D vitamininin iyi ve sağlıklı yaşam olgusuyla ilişkisine gelince, nedenleri ve etkileri konusunda tipik şekilde kafa karıştırıcı bir tabloyla karşılaşıyoruz. Nasıl mı? Sırf depresyon ve kalp rahatsızlığı yaşayan kişilerin D vitamini seviyeleri düşük çıkıyor diye, bu eksikliğin hastalıkların kaynağı olduğu ileri sürülemez.

Bir semptom, sebeple aynı şey değildir. Aslına bakarsanız, güncel araştırmalar D vitamini ile ilişkilendirilen neredeyse her iddiayı çürüttü. İster astımı iyileştirmek için, isterseniz depresyonu atlatma veya kanser riskini düşürme umuduyla kullanın; büyük ihtimalle paranızı boşa harcıyorsunuz. Üstelik sağlığınızı riske atıyor da olabilirsiniz. Çünkü D vitamini düşkünlüğü bizi başka bir tehlikeye sürüklüyor: Aşırı dozda almak.

Söz konusu faydalı bir vitamin olsa da, dozunu kaçırdığınızda, ihtimal dışı bırakmaya çalıştığınız bir hastalıktan daha fazla sorun yaratabilirsiniz. D vitamini yağda çözünebiliyor ve vücutta
depolanıyor. Yani, her gün tavsiye edilen günlük ihtiyacınızın yüzde 5000’ine denk gelecek bir D vitamini takviyesi almanın ideal bir doz olduğunu söylemek epey güç. Aksine, sizi birkaç
aya kalmadan ciddi sağlık sorunlarıyla (kusma, böbrek taşı vb.) baş başa bırakacak bir saatli bomba yutmuş oluyorsunuz.
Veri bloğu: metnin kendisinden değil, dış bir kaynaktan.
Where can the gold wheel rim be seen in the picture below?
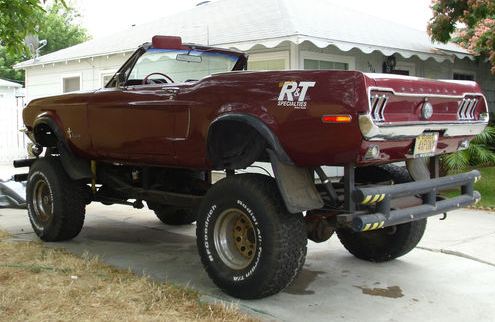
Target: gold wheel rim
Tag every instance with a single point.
(235, 239)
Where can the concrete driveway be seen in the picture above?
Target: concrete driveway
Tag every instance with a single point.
(451, 276)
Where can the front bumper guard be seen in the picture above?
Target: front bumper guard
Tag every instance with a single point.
(381, 196)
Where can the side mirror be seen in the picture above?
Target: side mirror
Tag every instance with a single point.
(119, 79)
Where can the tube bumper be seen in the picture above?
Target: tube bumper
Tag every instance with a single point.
(381, 196)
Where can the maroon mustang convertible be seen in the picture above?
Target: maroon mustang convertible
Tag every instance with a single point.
(174, 112)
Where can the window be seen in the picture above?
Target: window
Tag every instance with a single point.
(272, 64)
(322, 61)
(105, 78)
(463, 76)
(269, 61)
(71, 84)
(404, 68)
(324, 65)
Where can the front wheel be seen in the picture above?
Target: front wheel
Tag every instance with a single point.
(250, 245)
(56, 204)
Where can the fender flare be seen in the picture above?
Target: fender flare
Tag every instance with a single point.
(260, 127)
(75, 167)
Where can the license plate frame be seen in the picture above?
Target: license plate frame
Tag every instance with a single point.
(425, 144)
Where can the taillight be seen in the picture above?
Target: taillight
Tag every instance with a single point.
(378, 103)
(336, 118)
(466, 109)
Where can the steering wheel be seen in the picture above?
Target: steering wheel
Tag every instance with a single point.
(146, 79)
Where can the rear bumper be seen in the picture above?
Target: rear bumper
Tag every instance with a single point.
(380, 198)
(373, 132)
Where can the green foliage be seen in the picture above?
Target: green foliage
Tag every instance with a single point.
(470, 23)
(7, 60)
(57, 25)
(18, 18)
(479, 153)
(60, 29)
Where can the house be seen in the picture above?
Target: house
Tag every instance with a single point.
(278, 34)
(12, 142)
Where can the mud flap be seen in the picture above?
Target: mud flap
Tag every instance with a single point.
(296, 186)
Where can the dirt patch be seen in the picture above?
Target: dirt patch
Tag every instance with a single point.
(301, 285)
(390, 292)
(44, 284)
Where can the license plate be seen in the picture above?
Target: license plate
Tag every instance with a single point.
(425, 144)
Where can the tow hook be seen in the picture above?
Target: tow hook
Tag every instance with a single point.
(439, 198)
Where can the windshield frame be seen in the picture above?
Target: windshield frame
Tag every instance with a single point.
(125, 71)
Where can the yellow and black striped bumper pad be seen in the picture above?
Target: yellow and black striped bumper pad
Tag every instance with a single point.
(371, 199)
(373, 226)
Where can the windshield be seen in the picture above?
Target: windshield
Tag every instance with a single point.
(180, 65)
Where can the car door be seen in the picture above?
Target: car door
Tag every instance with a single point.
(138, 122)
(156, 117)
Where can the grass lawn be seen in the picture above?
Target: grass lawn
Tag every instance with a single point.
(486, 187)
(45, 284)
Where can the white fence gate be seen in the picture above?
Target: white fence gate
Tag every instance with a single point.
(12, 142)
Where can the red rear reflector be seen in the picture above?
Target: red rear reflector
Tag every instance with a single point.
(336, 118)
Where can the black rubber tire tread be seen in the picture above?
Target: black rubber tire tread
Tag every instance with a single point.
(68, 199)
(383, 173)
(389, 243)
(174, 216)
(379, 246)
(283, 232)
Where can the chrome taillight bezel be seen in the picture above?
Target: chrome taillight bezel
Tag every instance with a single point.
(467, 108)
(378, 103)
Yakın zamanda yürütülen ve D vitamininin tahtını sallandıran en iddialı araştırma ise, East Anglia Üniversitesi’nden geliyor. D vitamininin kalp sağlığını geliştirdiğini savunan önceki araştırmaların aksine, uzmanlar bu vitaminle kalp arasında tamamen rastlantısal bir ilişki olduğunu öne sürüyor. Aslına bakarsanız, D vitamini eksikliği bir risk faktörü olmaktan
ziyade, farklı sorunların bir tür göstergesi olarak kabul edilebilir. Örneğin, günün 10 saatini güneş almayan bir ortamda, sandalye tepesinde geçirdiğiniz anlamına geliyor olabilir. Takviye alarak D vitamini seviyenizi kısa vadede yükseltseniz de, altında yatan sorunları uzun vadede çözmüş olmazsınız. Özetle, eğer takviye kullanmaya kararlıysanız, pazarlama taktiklerine kapılmadan bunu akıllıca yapmalısınız. Ayrıca hava kapalı olsa bile D vitamini almanıza engel değil. Bulutlu bir gökyüzünün altında yapacağınız kısa bir yürüyüşle, vücudunuz ihtiyacı olan D vitaminini üretebilir.